SQL Digest is a fingerprint generated by historical SQL statements with parameters removed. It helps cluster SQL statements with the same structure but different parameters.

Common use cases of SQL Digest include:

  • Finding other SQL statements with the same structure but different parameters in query history
  • Tracking execution frequency, cumulative time, and other statistics of SQL with the same structure
  • Identifying the most time-consuming SQL patterns in the system

In StarRocks, SQL Digests are mainly recorded through audit logs fe.audit.log. For example, execute the following two SQL statements:

SELECT count(*) FROM lineorder WHERE lo_orderdate > '19920101';
SELECT count(*) FROM lineorder WHERE lo_orderdate > '19920202';

Two same Digest will be generated in fe.audit.log:

Digest=f58bb71850d112014f773717830e7f77
Digest=f58bb71850d112014f773717830e7f77

Usage

Prerequisites

To enable this feature, you must set the FE configuration item enable_sql_digest to true.

Execute the following statement to enable it dynamically:

ADMIN SET FRONTEND CONFIG ('enable_sql_digest'='true');

To enable it permanently, you must add enable_sql_digest = true to the FE configuration file fe.conf and restart FE.

After enabling this feature, you can install the AuditLoader plugin to perform statistical analysis on SQL statements.

Find similar SQL

SELECT * FROM starrocks_audit_db__.starrocks_audit_tbl__ 
WHERE digest = '<Digest>'
LIMIT 1;

Track daily execution count and time of similar SQL

SELECT 
date_trunc('day', `timestamp`) query_date,
count(*),
sum(queryTime),
sum(scanRows),
sum(cpuCostNs),
sum(memCostBytes)
FROM starrocks_audit_db__.starrocks_audit_tbl__
WHERE digest = '<Digest>'
GROUP BY query_date
ORDER BY query_date
DESC LIMIT 30;

Calculate average execution time of similar SQL

SELECT avg(queryTime), min(queryTime), max(queryTime), stddev(queryTime)
FROM starrocks_audit_db__.starrocks_audit_tbl__
WHERE digest = '<Digest>';

Aggregate similar SQL to analyze the most time-consuming pattern

WITH top_sql AS (
SELECT digest, sum(queryTime)
FROM starrocks_audit_db__.starrocks_audit_tbl__
GROUP BY digest
ORDER BY sum(queryTime)
DESC LIMIT 10
)
SELECT * FROM starrocks_audit_db__.starrocks_audit_tbl__
WHERE digest IN (SELECT digest FROM top_sql);

Parameter normalization rules

  • Constant values in SQL will be normalized.
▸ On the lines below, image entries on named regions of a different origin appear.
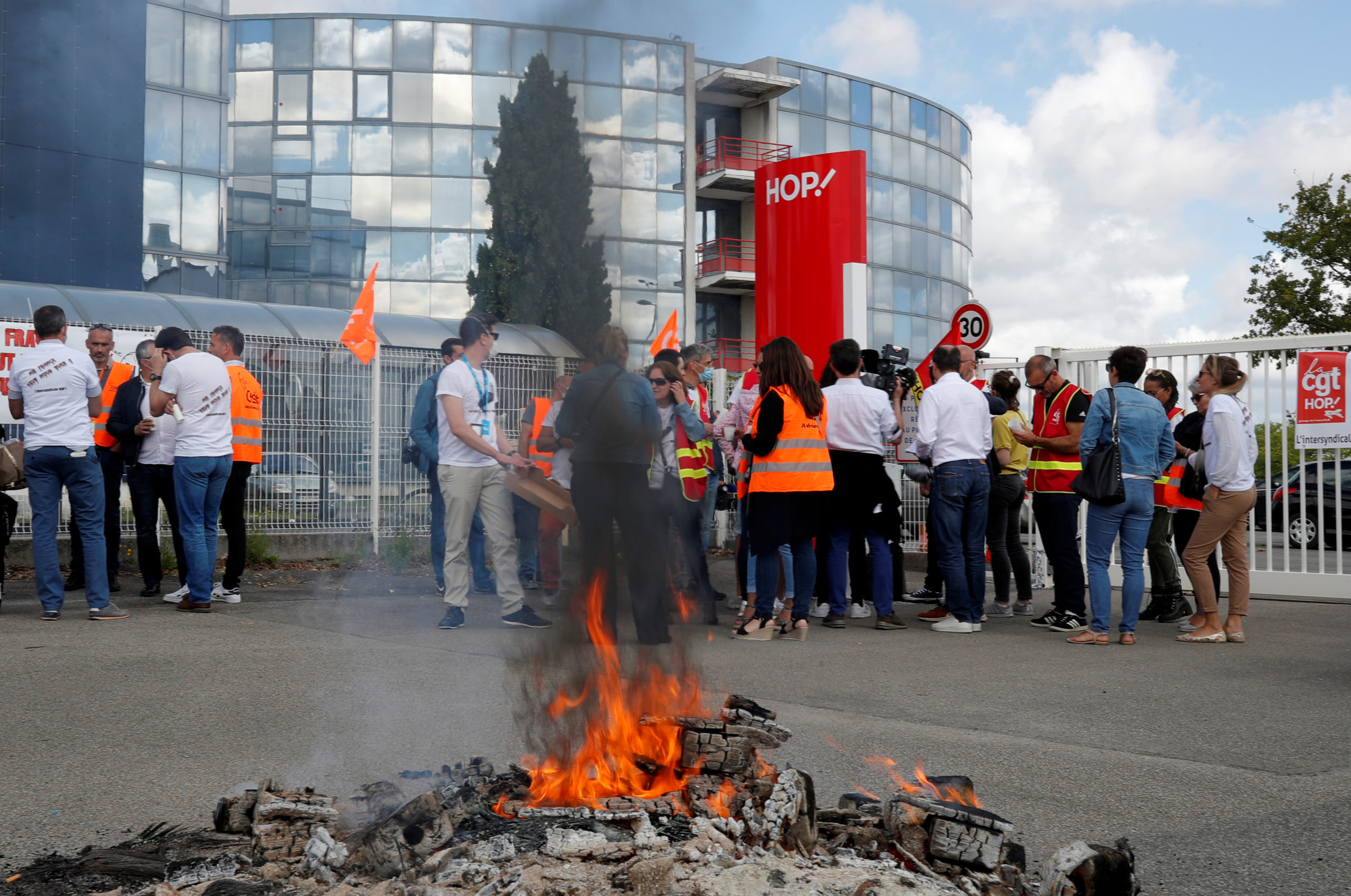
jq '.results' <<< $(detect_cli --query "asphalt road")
[0,561,1351,894]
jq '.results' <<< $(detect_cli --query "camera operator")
[821,339,905,631]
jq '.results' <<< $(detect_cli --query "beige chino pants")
[436,463,524,616]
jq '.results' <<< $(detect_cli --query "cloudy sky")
[231,0,1351,357]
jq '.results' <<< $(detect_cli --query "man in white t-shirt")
[9,306,130,621]
[436,313,550,628]
[150,327,234,614]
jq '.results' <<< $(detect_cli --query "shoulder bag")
[1070,388,1125,507]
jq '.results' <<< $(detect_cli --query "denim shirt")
[1079,383,1177,479]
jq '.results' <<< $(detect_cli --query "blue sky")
[231,0,1351,357]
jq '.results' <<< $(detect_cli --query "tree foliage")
[1245,174,1351,337]
[469,53,611,349]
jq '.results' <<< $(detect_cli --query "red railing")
[697,137,793,177]
[696,239,755,277]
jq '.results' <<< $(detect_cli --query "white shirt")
[910,370,994,466]
[137,383,178,463]
[436,358,497,466]
[9,339,103,449]
[821,377,901,455]
[155,351,234,457]
[540,402,573,488]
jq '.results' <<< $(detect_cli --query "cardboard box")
[507,466,577,526]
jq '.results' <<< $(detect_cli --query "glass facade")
[140,0,229,296]
[227,16,685,326]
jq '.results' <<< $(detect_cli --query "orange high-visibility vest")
[1027,383,1083,494]
[93,361,135,447]
[1154,408,1185,507]
[526,399,554,476]
[226,361,262,463]
[741,385,835,492]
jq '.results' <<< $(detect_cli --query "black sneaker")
[502,604,554,628]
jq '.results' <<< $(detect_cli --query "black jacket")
[108,373,146,466]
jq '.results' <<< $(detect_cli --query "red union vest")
[1027,383,1083,494]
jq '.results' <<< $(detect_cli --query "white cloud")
[817,0,920,81]
[966,30,1351,357]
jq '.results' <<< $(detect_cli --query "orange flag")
[647,311,680,358]
[342,261,379,364]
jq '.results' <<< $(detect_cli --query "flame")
[510,576,708,808]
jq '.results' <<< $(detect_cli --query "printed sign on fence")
[1294,351,1351,449]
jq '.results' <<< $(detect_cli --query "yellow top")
[993,411,1032,476]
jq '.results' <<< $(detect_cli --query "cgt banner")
[1294,351,1351,449]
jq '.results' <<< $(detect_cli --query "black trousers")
[127,463,188,588]
[68,445,126,581]
[1032,492,1088,616]
[220,461,253,588]
[573,461,669,645]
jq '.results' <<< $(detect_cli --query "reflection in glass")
[351,125,392,174]
[312,69,351,121]
[357,74,389,118]
[432,22,473,72]
[313,19,351,69]
[235,19,272,69]
[353,19,395,69]
[183,12,222,93]
[393,73,432,121]
[140,168,181,249]
[584,85,620,137]
[474,24,511,74]
[431,177,470,228]
[511,28,546,75]
[431,127,473,175]
[395,19,432,72]
[277,73,309,121]
[145,91,182,168]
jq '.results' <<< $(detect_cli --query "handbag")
[1070,389,1125,507]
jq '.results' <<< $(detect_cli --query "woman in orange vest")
[732,337,835,641]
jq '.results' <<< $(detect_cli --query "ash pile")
[4,696,1139,896]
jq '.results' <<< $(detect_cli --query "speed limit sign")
[953,301,990,349]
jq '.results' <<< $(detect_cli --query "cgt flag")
[342,261,379,364]
[647,311,680,358]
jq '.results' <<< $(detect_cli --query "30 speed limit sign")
[953,301,990,349]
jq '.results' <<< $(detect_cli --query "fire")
[863,756,984,808]
[508,576,707,812]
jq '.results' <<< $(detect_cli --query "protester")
[734,337,835,641]
[108,339,188,603]
[554,326,670,645]
[9,306,130,621]
[208,325,263,604]
[1140,370,1190,622]
[1013,354,1090,631]
[910,345,993,634]
[1066,346,1175,645]
[985,370,1032,616]
[646,361,717,626]
[1178,354,1258,643]
[150,327,234,614]
[66,323,135,592]
[436,313,553,628]
[821,339,905,631]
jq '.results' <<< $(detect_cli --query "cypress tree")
[469,53,611,350]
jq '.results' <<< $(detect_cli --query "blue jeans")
[825,526,895,616]
[23,445,108,609]
[929,460,990,623]
[747,537,816,619]
[173,454,234,604]
[1083,480,1154,634]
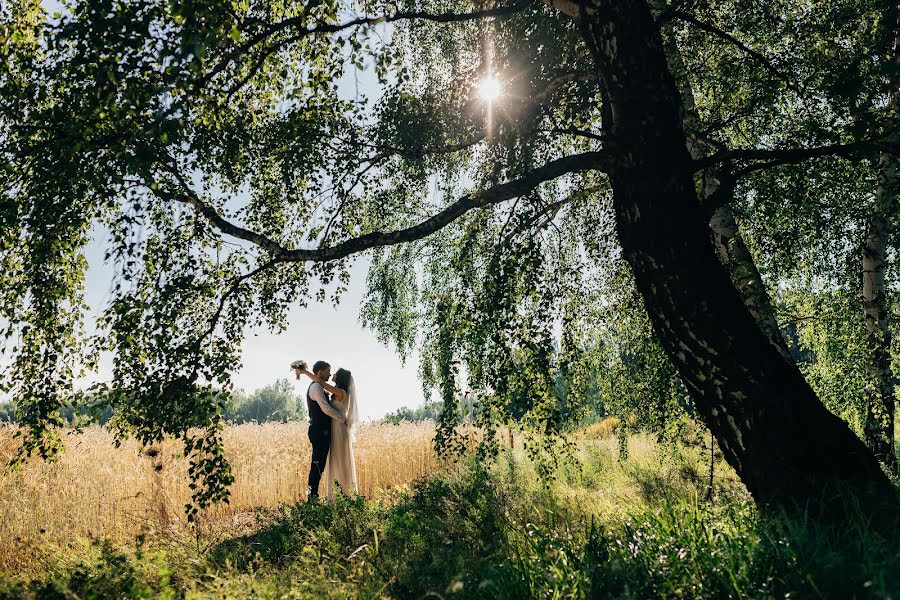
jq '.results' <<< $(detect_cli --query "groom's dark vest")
[306,383,331,433]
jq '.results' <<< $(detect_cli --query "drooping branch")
[661,10,804,95]
[158,151,612,262]
[199,0,529,96]
[694,139,890,177]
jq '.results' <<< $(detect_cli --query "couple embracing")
[291,360,358,500]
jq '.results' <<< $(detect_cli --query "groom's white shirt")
[309,381,344,421]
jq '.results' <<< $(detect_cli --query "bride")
[303,369,359,500]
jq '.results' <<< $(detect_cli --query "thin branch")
[694,140,884,176]
[665,10,805,96]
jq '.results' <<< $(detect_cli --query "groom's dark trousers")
[306,384,331,498]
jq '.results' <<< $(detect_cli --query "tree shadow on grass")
[207,495,372,571]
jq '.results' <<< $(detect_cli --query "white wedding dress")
[325,379,359,500]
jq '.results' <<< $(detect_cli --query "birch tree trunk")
[572,0,898,522]
[664,21,794,363]
[862,6,900,474]
[862,155,897,473]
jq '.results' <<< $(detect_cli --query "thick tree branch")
[162,151,612,262]
[662,10,804,95]
[207,0,529,97]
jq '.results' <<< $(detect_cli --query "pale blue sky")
[36,0,436,419]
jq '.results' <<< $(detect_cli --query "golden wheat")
[0,422,439,571]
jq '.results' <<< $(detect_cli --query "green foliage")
[0,451,900,598]
[0,0,897,509]
[384,402,443,425]
[225,379,307,423]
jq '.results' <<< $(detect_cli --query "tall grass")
[0,438,900,599]
[0,422,438,571]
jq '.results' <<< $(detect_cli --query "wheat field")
[0,421,440,571]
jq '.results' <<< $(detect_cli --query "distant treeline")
[383,401,444,425]
[0,379,307,425]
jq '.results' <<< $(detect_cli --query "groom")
[291,360,346,499]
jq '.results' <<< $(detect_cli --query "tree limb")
[162,151,612,262]
[664,10,804,95]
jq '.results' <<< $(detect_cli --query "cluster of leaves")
[0,0,896,506]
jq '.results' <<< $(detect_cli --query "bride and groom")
[291,360,358,500]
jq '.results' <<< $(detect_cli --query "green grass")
[0,440,900,598]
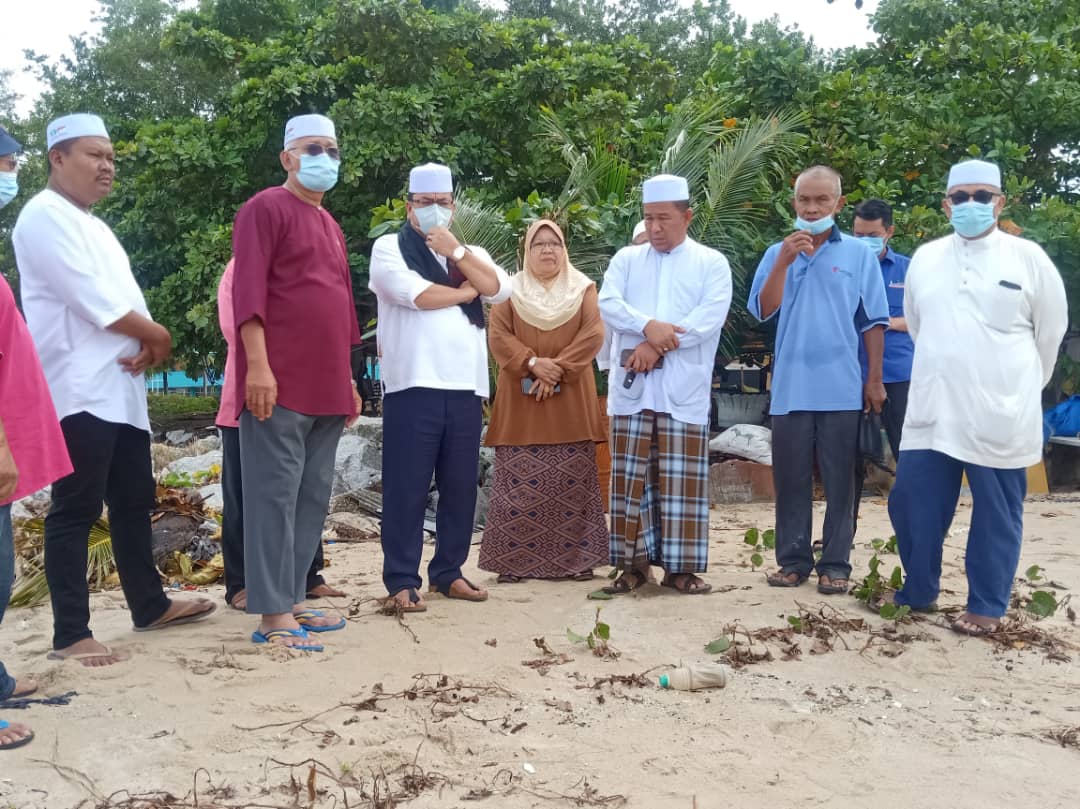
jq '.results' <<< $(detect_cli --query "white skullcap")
[642,174,690,204]
[45,112,109,149]
[408,163,454,193]
[285,116,337,148]
[946,160,1001,190]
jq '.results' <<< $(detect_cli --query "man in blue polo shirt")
[747,165,889,594]
[851,200,915,457]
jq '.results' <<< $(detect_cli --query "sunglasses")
[948,190,1001,205]
[289,144,341,160]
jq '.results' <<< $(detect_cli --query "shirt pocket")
[978,279,1024,332]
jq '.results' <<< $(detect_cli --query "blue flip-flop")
[293,609,345,632]
[252,626,324,651]
[0,719,33,750]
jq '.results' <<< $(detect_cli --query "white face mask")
[413,205,454,234]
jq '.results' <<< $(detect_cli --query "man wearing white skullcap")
[885,160,1068,635]
[12,113,214,666]
[746,165,889,595]
[231,114,362,651]
[369,163,511,612]
[599,174,731,594]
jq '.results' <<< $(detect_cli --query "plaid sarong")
[610,410,708,574]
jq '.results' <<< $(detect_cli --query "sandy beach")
[0,495,1080,809]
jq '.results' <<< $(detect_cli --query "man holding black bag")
[369,163,511,612]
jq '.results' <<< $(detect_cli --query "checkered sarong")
[610,410,708,574]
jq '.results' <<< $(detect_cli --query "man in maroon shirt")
[232,116,362,651]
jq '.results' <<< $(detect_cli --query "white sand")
[0,497,1080,809]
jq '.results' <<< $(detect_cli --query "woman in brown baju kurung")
[480,219,608,583]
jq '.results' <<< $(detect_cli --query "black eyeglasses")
[291,144,341,160]
[948,189,1001,205]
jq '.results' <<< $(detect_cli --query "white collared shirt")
[12,188,150,430]
[599,239,731,424]
[368,232,511,399]
[901,230,1068,469]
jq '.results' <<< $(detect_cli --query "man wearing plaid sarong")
[599,175,731,594]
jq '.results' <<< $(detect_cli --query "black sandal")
[600,567,649,595]
[660,572,713,595]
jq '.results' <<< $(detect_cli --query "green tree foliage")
[0,0,1080,382]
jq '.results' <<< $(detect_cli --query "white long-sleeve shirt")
[12,188,150,430]
[368,233,511,399]
[901,230,1068,469]
[599,239,731,424]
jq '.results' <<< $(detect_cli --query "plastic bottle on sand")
[660,662,728,691]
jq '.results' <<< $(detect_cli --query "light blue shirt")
[746,226,889,416]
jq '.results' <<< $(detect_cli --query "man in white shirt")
[883,160,1068,635]
[599,174,731,594]
[12,113,214,666]
[369,163,511,612]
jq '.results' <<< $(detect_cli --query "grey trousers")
[772,410,859,579]
[240,405,345,615]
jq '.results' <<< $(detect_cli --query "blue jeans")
[889,449,1027,618]
[0,503,15,700]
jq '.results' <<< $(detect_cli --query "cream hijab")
[510,219,593,332]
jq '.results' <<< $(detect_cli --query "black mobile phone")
[619,348,664,371]
[522,377,561,396]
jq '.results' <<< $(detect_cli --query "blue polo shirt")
[746,226,889,416]
[859,247,915,382]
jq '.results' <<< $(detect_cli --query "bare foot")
[0,722,33,750]
[135,598,217,632]
[447,579,487,602]
[11,677,38,698]
[308,583,347,598]
[390,588,428,612]
[49,637,123,669]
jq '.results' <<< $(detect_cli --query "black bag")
[859,410,896,474]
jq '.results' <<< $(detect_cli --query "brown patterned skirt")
[480,441,608,579]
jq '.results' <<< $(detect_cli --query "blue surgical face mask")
[413,205,454,233]
[795,215,835,235]
[296,152,341,191]
[0,172,18,207]
[859,235,885,256]
[949,201,998,239]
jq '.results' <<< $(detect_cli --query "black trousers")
[382,388,483,594]
[772,410,859,579]
[218,427,326,604]
[45,413,168,649]
[854,381,912,531]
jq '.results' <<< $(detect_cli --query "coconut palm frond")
[8,559,49,607]
[86,517,117,590]
[567,239,611,284]
[658,98,725,189]
[450,194,518,270]
[693,112,805,253]
[9,517,117,607]
[540,107,581,166]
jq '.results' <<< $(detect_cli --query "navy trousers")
[382,388,483,595]
[889,449,1027,618]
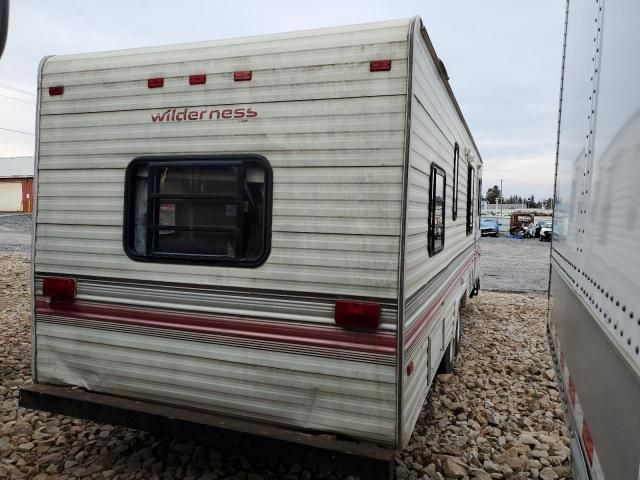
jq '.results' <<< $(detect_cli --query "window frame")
[427,163,447,257]
[122,153,273,268]
[451,142,460,222]
[467,163,476,236]
[477,174,482,229]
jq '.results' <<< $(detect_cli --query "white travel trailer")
[549,0,640,480]
[21,18,482,470]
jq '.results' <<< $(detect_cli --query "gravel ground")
[0,216,31,253]
[480,234,550,292]
[0,254,570,480]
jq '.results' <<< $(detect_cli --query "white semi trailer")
[549,0,640,480]
[21,18,482,474]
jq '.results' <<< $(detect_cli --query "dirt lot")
[0,254,570,480]
[480,234,550,292]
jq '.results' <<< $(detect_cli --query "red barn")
[0,157,33,212]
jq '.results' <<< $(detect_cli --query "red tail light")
[334,300,380,329]
[42,277,76,298]
[49,85,64,97]
[189,74,207,85]
[369,60,391,72]
[233,70,251,82]
[147,77,164,88]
For example, similar SQL statements with WHERE a = 1 and WHERE a = 2 will have the same Digest.
  • IN predicates will be normalized. For example, similar SQL statements with IN (1,2,3) and IN (1,2) will have the same Digest.
  • LIMIT N clauses will be normalized. For example, similar SQL statements with LIMIT 10 and LIMIT 30 will have the same Digest.